花如语微微一笑,道:“妹妹本是先至贞宁宫问安,只是姝妃姐姐身体违和,妹妹不便进内打扰,只能明日再前往问安。” 

冼莘苓向地上的二名小宫女摆了一下手,二人知意地停下了动作,站起身悄无声息地退了下去。 

她坐直了身子,缓声道:“妹妹今日进宫,我原该命人为你送去贺礼,道一个安的。只是今日一早宫中事务繁杂,处理不及,一时未能亲迎妹妹,妹妹莫要见怪。”言辞间虽是极尽客气,然而语调却是甚为冷淡,不带丝毫感情。并不命花如语上座,花如语立于殿中听她说话,虽觉不悦,却亦只得盈盈而笑,和声回道:“姐姐主掌六宫事务,固然是繁忙不可言,妹妹有幸进宫侍奉姐姐,是妹妹的福气。还望姐姐日后莫要嫌弃妹妹愚笨不识大体。” 

冼莘苓修长瓜子脸上的笑意清冷:“妹妹消息可打听得仔细,只不过进宫第一日,便得知我为六宫诸事而忙,想必是机敏聪慧之至的可人儿,又怎会是愚笨不识大体?”不等如语回应客套好话,便直截了当接道,“如若真为愚笨不识大体,想必亦难得皇上圣心所属,不惜破了历年规例把妹妹接进宫中,位居高位。” 

花如语心头一凛,暗暗沉了口气,不使自己露出愠色来,忙敛眉道:“妹妹亦自觉惶恐,深知自身福薄,恐怕未能承受皇恩深重。如今遵从皇命进得宫来,幸得姐姐鸿福眷顾,方得一点心安。妹妹冒昧,唤姐姐这一声,实为真心实意,只愿日后于宫中以姐姐马首是瞻。” 

冼莘苓一双丹凤眼在浅浅的笑容下眯成动人的妩媚,道:“妹妹一张小嘴倒是能说会道,好一句真心实意,马首是瞻。无妨,总是听着动听悦耳。”她扬了一下手,“妹妹怎么还站在那儿,坐下说话罢。”花如语方得以落座。心内暗恼,昭妃比柔妃虽稍高一位,但仍属平等位份,按地位论并无高下之分,如今因着忌惮对方的背景,自己竟要对其诚惶诚恐,止不住生起些微的不甘来。 

坐不多时,闲话了几句后,冼莘苓便显出倦色来,花如语遂知趣告退。步出贞安殿往外走,迎着萧瑟的冷风,身上的华衣锦服竟不能御却泠寒,整个儿狠狠地打了寒战。 


第二十五章 初进宫闱(六)

拐过迥廊,便待走出庭院,只见前方一位高挑的宫女率着几名小宫女小步快走地匆匆走过,心头一喜,不由低唤了一声:“琼湘!” 
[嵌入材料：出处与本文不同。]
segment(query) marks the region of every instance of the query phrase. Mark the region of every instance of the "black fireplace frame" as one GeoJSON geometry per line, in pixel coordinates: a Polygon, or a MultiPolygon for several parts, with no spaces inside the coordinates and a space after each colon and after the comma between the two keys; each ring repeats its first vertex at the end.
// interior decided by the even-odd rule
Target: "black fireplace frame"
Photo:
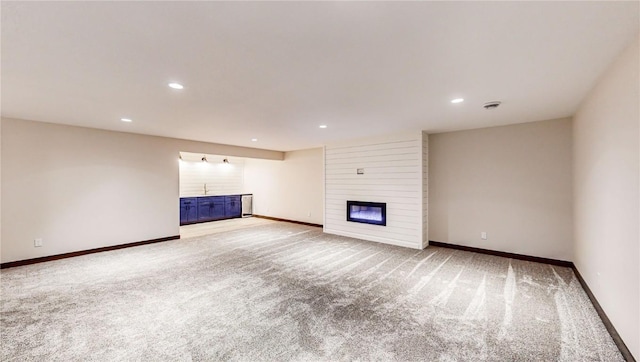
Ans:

那为首的宫女转过头来,看到庭前的花如语,亦泛起一丝笑意来,回身叮嘱小宫女们进内收拾后,方快步来到她跟前,行礼道:“奴婢拜见柔妃娘娘!” 

花如语扶起她,道:“哪能受姑姑这么大的礼,快请起。” 

琼湘守礼地与她拉开两尺距离,垂头敛目道:“如今娘娘是千金之躯,奴婢自当敬重之至。敬叩娘娘金安。” 
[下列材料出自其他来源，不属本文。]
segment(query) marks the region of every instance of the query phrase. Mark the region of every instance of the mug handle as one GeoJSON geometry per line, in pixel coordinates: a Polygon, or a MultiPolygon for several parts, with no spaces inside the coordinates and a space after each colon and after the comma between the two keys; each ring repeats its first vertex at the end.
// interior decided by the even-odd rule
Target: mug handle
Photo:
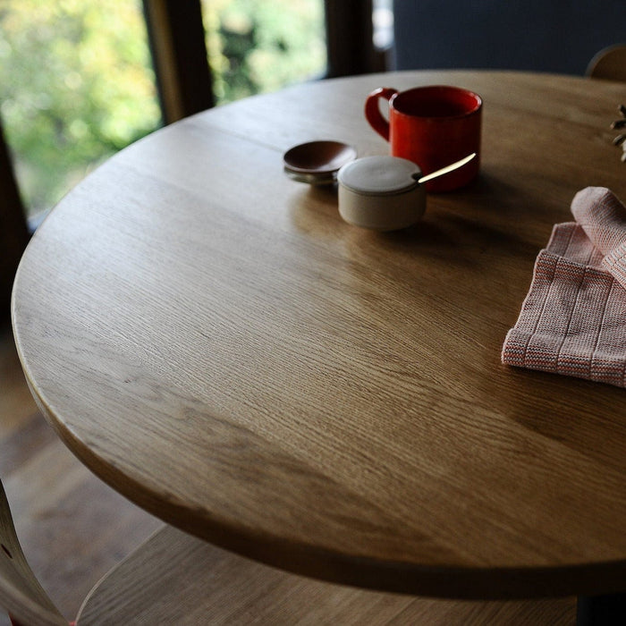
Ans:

花如语注视着琼湘,叹了口道:“若是得了姑姑,方是本宫之福。” 

琼湘面上一阵悚然,抬头环顾四周,小声对她道:“娘娘此话不可再提。” 

花如语自知失言,低声道:“本宫晓得了。” 

琼湘目光飞快地在花如语脸庞上掠过,张了张嘴,欲言又止。 

花如语察觉到她的犹豫,忙道:“姑姑可是有话?” 

琼湘蹙了蹙眉头,面露忧疑之色,向花如语靠近一步后,方轻声道:“娘娘万事小心,奴婢昨日返宫后,竟听到许多有关娘娘的流言蜚语……有人早一步于宫内散布了传言,欲损娘娘名声。” 

花如语一惊,脱口追问道:“到底是何流言?” 

琼湘半带迟疑道:“只说娘娘……并非定茂府同知之女,而是……” 

花如语闻言,有如电殛,秀容上惶然失色,心“呯呯”直跳,她努力定下神来,颤声问道:“而是什么?”她只想弄清,宫内的人到底知道多少。 

琼湘更压低了声浪道:“他们胡言乱语,只说娘娘原是地方小镇一户人家的姨娘……娘娘,这些话你切莫往心里去,但要多加小心,不要让旁人寻了把柄再把流言扩大,要不然……要是传到太后耳里……” 

花如语倏然想起今日宫里奴才们脸上的轻蔑与不屑来,顿时恍然大悟,只心头一阵阵地揪紧,万万意料不到竟在进宫之初便被人识破内情,唯幸的,自然是更深一层的内情,应无人会得悉。 

她倒抽了口冷气,凉丝丝的空气冲进心胸间,汇成一股如利剑般的凌厉,沉声道:“可知流言的源头?” 

琼湘脸有意无意地朝贞安殿侧了一下,垂下头道:“奴婢不便再多言,娘娘切记谨慎行事。奴婢先行告退。” 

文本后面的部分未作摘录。